Hof 's-Hertogenbosch, 22-10-2002, nr. C0100265/MA
ECLI:NL:GHSHE:2002:AF0954
- Instantie
Hof 's-Hertogenbosch
- Datum
22-10-2002
- Zaaknummer
C0100265/MA
- LJN
AF0954
- Vakgebied(en)
Belastingrecht algemeen (V)
- Brondocumenten en formele relaties
ECLI:NL:GHSHE:2002:AF0954, Uitspraak, Hof 's-Hertogenbosch, 22‑10‑2002; (Hoger beroep)
- Vindplaatsen
Uitspraak 22‑10‑2002
Inhoudsindicatie
-
typ. MC
rolnr. C0100265/MA
ARREST VAN HET GERECHTSHOF TE 's-HERTOGENBOSCH,
tweede kamer, van 22 oktober 2002,
gewezen in de zaak van:
de besloten vennootschap [appellante],
gevestigd te [vestigingsplaats],
appellante,
procureur: mr. J.L. Brens,
tegen:
DE ONTVANGER VAN DE BELASTINGDIENST/ONDERNEMINGEN,
kantoorhoudende te Roermond,
geïntimeerde,
procureur: mr. J.E. Lenglet,
op het bij exploot van dagvaarding d.d. 6 februari 2001 ingeleide hoger beroep van het vonnis van de rechtbank te Maastricht onder rolnummer 46718/1999 op 9 november 2000 uitgesproken tussen geïntimeerde - hierna: de Ontvanger - als eiser en appellante - hierna: [appellante] - als gedaagde.

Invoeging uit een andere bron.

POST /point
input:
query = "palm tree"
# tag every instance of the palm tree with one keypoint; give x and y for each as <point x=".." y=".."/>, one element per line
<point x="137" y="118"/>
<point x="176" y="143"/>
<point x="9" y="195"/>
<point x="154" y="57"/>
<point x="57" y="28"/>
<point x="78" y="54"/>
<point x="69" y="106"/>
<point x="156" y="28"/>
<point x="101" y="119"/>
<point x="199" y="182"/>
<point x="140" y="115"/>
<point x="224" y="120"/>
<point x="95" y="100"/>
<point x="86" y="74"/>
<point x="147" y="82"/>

1. De procedure in eerste aanleg
Hiervoor verwijst het hof naar het beroepen vonnis.
2. De procedure in hoger beroep
Bij memorie van grieven heeft [appellante] onder overlegging van producties vier grieven tegen het beroepen vonnis aangevoerd en geconcludeerd tot vernietiging van het beorepen vonnis en tot afwijzing alsnog van de vordering van de Ontvanger.
Bij memorie van antwoord heeft de Ontvanger onder overlegging van producties de grieven bestreden en geconcludeerd tot bekrachtiging van het beroepen vonnis.
Vervolgens hebben partijen hun zaak doen bepleiten, waarna de gedingstukken waaronder de pleitnota's voor arrest zijn overgelegd.
3. De gronden van het hoger beroep
Voor de exacte inhoud van de grieven verwijst het hof naar de memorie van grieven.
4. De beoordeling
4.1 [appellante] wenst het geschil in volle omvang aan het oordeel van het hof te onderwerpen. Het hof zal derhalve de grieven niet afzonderlijk beoordelen.
4.2 Tussen partijen staat het volgende vast.
- De Ontvanger heeft op 7 juli 1995 aan de rechtspersoon naar Belgisch recht [de failliet] BVBA (v/h [de failliet (oud)] BVBA) - hierna: [de failliet] - een naheffingsaanslag loonbelasting en premieheffing volksverzekeringen opgelegd over het tijdvak 1 januari 1990 tot en met 31 december 1992 ten bedrage van f 2.977.254,--. [De failliet] heeft deze aanslag niet betaald.
- Op 1 september 1992 is [de failliet] in staat van faillissement verklaard; op 12 januari 1993 is dit faillissement door de Rechtbank van Koophandel te Turnhout (België) wegens gebrek aan actief afgesloten.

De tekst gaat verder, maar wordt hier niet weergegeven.